Toronto artist transforms salvaged material into sculptures for hospitals
Dennis Lin's mobiles are at SickKids, Holland Bloorview and West Park hospital
It's an unusual sight in a hospital lobby: a table with an eclectic collection of salvaged and saved items like charcoal, rocks and fragments of the inside of a piano.
The bits and pieces are being suspended from the ceiling at West Park Healthcare Centre as part of a sculpture, one of Dennis Lin's latest art installations at a GTA health-care facility.
"I make mobiles, it's part of my visual language," said the Toronto-based artist.
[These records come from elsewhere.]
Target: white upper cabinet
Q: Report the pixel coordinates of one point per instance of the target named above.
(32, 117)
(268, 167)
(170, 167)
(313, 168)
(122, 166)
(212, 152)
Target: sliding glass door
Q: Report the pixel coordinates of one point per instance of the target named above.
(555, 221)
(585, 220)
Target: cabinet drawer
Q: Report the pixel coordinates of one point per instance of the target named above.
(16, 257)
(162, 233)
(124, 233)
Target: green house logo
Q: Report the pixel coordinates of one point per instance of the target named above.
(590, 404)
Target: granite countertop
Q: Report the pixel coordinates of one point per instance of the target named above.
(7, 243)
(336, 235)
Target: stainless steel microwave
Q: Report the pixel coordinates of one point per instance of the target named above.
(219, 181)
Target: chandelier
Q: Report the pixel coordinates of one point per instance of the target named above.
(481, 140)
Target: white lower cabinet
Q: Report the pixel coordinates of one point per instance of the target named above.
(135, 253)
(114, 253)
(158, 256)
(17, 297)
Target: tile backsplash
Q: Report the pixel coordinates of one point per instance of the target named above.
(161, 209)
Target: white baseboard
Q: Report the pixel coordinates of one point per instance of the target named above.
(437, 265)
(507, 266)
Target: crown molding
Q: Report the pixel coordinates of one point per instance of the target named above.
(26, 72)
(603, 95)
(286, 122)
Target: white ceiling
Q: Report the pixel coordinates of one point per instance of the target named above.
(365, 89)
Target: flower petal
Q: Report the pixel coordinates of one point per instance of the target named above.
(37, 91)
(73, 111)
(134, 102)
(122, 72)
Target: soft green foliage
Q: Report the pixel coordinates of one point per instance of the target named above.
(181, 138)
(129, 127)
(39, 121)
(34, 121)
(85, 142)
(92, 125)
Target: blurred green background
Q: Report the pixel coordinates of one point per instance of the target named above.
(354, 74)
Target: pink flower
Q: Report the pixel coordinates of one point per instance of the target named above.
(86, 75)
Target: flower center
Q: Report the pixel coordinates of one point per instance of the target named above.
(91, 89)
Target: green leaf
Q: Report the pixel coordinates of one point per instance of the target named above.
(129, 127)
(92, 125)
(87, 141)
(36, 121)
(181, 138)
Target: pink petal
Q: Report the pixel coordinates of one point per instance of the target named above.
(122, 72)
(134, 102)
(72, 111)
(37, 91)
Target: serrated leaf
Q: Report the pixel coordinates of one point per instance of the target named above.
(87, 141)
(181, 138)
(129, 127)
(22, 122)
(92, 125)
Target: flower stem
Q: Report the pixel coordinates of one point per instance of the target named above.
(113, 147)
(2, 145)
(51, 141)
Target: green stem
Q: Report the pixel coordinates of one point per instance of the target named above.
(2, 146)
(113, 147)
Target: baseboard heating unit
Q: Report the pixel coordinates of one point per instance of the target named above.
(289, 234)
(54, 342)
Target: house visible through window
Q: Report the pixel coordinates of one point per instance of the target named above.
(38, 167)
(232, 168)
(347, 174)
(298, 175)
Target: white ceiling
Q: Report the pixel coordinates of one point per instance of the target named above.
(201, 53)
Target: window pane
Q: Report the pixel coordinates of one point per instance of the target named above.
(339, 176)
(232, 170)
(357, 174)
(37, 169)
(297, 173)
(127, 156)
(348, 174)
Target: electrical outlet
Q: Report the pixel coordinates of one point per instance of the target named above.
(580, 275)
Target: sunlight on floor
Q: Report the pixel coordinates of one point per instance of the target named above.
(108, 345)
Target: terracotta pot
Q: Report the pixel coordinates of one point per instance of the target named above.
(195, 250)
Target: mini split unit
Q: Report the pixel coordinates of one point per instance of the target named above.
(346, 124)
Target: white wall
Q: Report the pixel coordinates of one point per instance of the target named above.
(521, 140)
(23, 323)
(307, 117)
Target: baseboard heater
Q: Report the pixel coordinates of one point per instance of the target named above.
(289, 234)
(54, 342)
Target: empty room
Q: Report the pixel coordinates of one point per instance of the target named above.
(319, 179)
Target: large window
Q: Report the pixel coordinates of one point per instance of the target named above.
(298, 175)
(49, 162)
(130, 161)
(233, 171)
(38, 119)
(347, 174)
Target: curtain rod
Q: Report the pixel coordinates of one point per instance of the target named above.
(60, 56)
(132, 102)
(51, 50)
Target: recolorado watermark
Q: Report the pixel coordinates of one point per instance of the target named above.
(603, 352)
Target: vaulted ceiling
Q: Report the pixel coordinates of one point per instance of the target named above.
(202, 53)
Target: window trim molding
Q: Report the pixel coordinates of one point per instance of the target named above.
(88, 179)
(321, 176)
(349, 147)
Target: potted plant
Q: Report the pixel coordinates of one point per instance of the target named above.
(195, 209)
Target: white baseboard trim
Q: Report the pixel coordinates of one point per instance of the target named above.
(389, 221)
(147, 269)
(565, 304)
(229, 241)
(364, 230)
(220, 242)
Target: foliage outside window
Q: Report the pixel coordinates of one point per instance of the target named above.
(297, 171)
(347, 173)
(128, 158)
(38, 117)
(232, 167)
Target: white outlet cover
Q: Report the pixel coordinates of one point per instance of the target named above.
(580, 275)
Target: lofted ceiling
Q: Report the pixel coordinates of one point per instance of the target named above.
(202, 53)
"We're looking at brass, bronze, wood, salvaged materials I've collected over the years and arranged in a composition that is hopefully magical, whimsical and playful," he said.
Lin says he hopes his art provides some relief to patients, families and staff in what can be a very stressful environment. University Health Network also recognizes the benefits of art in its facilities and has been growing its art program at the recently opened hospital.
Part of Lin's artistic process involves saving and recycling items. In this particular piece, titled Milky Way, he's also used material from the hospital's prosthetics and orthotics department.
Milky Way is the third installation Lin has done in a health-care setting. He also recently completed mobiles at SickKids and Holland Bloorview Kids Rehabilitation Hospital. Those projects invited the patients to be a part of the process.
"We've created patient workshops where we work together to inform the mobiles, so that's been a really wonderful opportunity," he said.
UHN wants to see more public art
One of the goals with the sculpture installation is having more health-care settings consider their facilities as canvases for public art, said Susan MacDonald, art strategy lead at the University Health Network (UHN).
MacDonald says public art has always been a part of places like schools and libraries, and now that trend is starting to catch on in hospitals.
"Very few of us have not had an experience with hospitals, and it offers a diversion for patients when they're anxious about their care, worried about their outcomes, and it gives them a place to contemplate and think differently and escape a bit from their health=care experience," MacDonald said.
She says she took on this role after decades of working in health care and observing the importance of art and nature in the field.
"Hospitals are a high pressure environment and it provides that respite for staff and visiting families as well," she said.
West Park Healthcare Centre has been adorned with 300 pieces of art since the hospital opened in April, and the plan is to continue growing its art program.
For Lin, he hopes his third completed work in a hospital, which he has donated, will bring people a sense of peace.
"I think that's exactly the meaning, an opportunity for escape, positive reflection and positive distraction," Lin said.
"I feel like one of the greatest things I can do as an artist is offer somebody that opportunity."